At high school, however, friends encouraged Hyder to pursue American Football.
Initially starting as a running back, Hyder soon realised he had difficulty understanding a sport he didn’t grow up with. As such, he pursued an alternative position – in defence – believing it to be an easier position to understand.
In pursuing a new position, however, Hyder met a friend who introduced him to wrestling.
It was a sport Hyder began winning medals in immediately; shortly after, he also joined a jiu-jitsu gym.
“A year later, I had my first MMA fight” Hyder reveals. “I believe I was 16 or 17 years old“.
The bout was brought to Hyder’s attention on short notice; just two-weeks out. His opponent, however, had a full six-week training camp.
“I fought a grown man” Hyder says. “He was like 21 or 24 at the time, I was like 16-17, and he was chiselled and ripped! We fought full-on MMA rounds, but it was an exhibition match; they didn’t announce who was the winner or loser. We had a really good fight. I slammed him around, I dropped him. I landed way more strikes than him. But he did turn me over at one time and mount me. It was a good fight“.
Events took a turn, however, when Hyder found himself in trouble for fighting in high school. Not only was Hyder expelled, but he was placed in juvenile hall.
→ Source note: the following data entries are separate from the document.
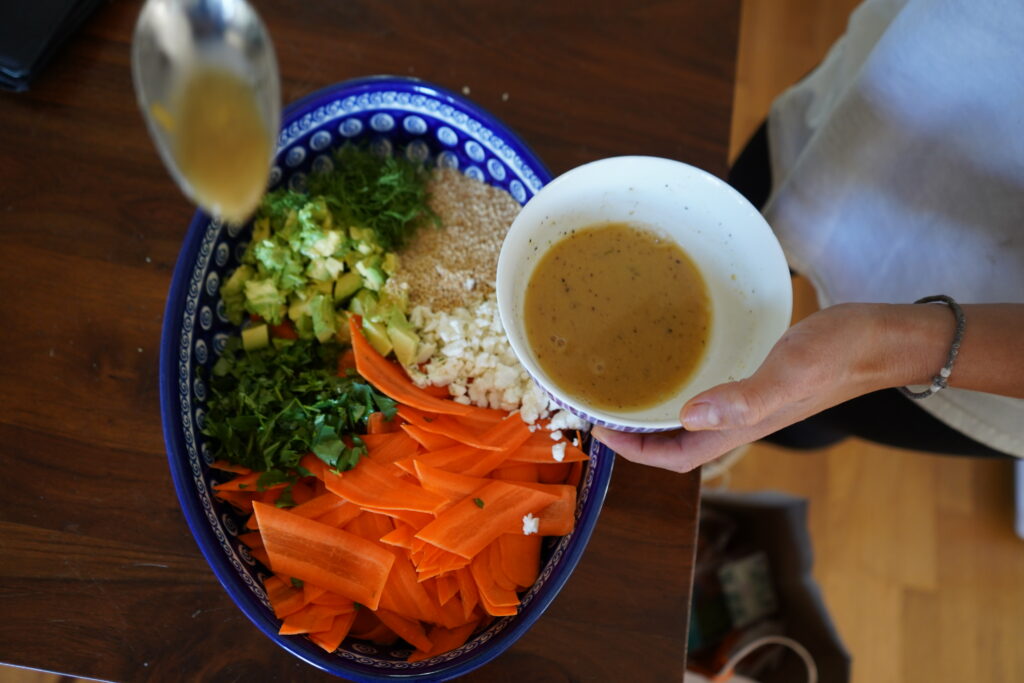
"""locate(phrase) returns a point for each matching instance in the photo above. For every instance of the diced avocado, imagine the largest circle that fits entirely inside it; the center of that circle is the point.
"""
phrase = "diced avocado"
(299, 308)
(373, 278)
(325, 323)
(364, 303)
(359, 233)
(261, 229)
(255, 337)
(347, 285)
(403, 339)
(377, 336)
(304, 327)
(263, 298)
(393, 299)
(233, 293)
(344, 334)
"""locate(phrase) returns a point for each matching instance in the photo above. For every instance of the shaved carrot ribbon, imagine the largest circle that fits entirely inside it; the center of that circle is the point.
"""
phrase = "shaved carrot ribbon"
(423, 540)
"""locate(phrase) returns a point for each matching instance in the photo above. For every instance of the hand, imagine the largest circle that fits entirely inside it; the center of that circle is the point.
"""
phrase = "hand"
(830, 356)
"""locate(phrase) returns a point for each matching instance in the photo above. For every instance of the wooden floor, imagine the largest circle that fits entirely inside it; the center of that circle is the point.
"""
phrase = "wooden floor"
(915, 554)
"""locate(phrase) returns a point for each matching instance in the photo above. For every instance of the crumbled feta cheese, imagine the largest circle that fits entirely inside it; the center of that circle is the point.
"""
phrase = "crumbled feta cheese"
(558, 451)
(467, 351)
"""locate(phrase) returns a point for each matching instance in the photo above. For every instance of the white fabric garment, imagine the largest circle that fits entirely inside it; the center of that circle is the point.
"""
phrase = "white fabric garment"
(899, 172)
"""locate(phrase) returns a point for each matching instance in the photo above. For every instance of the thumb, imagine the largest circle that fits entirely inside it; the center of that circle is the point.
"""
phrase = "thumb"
(726, 407)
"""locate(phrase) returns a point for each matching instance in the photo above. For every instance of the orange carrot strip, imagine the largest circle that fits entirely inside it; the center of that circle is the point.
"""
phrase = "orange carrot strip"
(311, 619)
(452, 613)
(492, 596)
(444, 640)
(517, 472)
(498, 573)
(325, 556)
(448, 586)
(558, 518)
(331, 639)
(378, 424)
(346, 361)
(313, 464)
(574, 475)
(481, 464)
(285, 598)
(467, 589)
(445, 458)
(451, 485)
(466, 528)
(390, 446)
(520, 557)
(340, 515)
(251, 539)
(371, 484)
(417, 520)
(390, 380)
(445, 426)
(230, 467)
(410, 631)
(437, 391)
(541, 453)
(509, 433)
(318, 506)
(429, 440)
(370, 525)
(339, 602)
(404, 595)
(482, 417)
(401, 537)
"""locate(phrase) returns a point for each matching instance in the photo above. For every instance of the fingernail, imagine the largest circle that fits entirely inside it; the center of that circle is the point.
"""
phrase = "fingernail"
(701, 416)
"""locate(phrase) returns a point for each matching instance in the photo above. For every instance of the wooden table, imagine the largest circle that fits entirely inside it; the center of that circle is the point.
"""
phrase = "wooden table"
(98, 573)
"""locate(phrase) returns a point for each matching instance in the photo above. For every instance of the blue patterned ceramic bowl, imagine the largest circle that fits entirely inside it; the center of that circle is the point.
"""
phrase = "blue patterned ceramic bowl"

“I felt like I really dishonoured my family” Hyder admits.
With members of his family thriving academically, the experience spurred Hyder to focus on education, rather than fighting.
At 18 years old, Hyder quit MMA.
A Fateful Return
Many years later, after being let go from a comfortable hotel job, Hyder required new employment to continue paying rent.
Having made numerous applications on craigslist, Hyder received an opportunity that preceded his eventual – and unexpected – return to MMA, as he was recruited by El Niño Training Center – the gym of UFC veteran Gilbert Melendez.
“I don’t think I would ever have got started back in MMA if I never got fired from that [hotel] job” Hyder admits. “You know, they say one door closes – one door opens“.
“I was 210lbs at the time; I fight [at] 145 [Ibs] now” Hyder reveals. “210 [Ibs] on my frame is really big. So, I lost 40lbs in two months, [and] started training again“.
“I lost my first amateur fight back, but I’m gonna be honest, I don’t know how I lost that fight” Hyder continues. “[However], I did learn a lot from that. In my eyes, I’ve never been beat – but it says I lost that amateur match“.
“A few bumps on the road there, but now, I’m still undefeated [professionally], and I’m too far in to turn back I would say!” Hyder says. “So, let’s see where this road goes. Now I’m on the Contender Series, [albeit] a little bit older than I wanted to be, but you know what, I think better late than never“.
Hyder’s venture into MMA was never motivated by success, fortune, nor fame; rather, his venture was motivated by wanting to protect his family from the world he knew.
Whilst Hyder walked away from MMA – and fate brought him back – the inspiration, the motivation, and the reason for everything he does will never change.
For Hyder Amil, it always has been – and always will be – for family.
“Whatever is mine, is theirs; whatever is theirs, is theirs. That’s how much I care about them“.
Hyder Amil (7-0) competes August 15th 2023 on Dana White’s Contender Series, against Emrah Sonmez (14-4).
The author wishes to extend his utmost gratitude to Hyder Amil for his time, and making this article possible.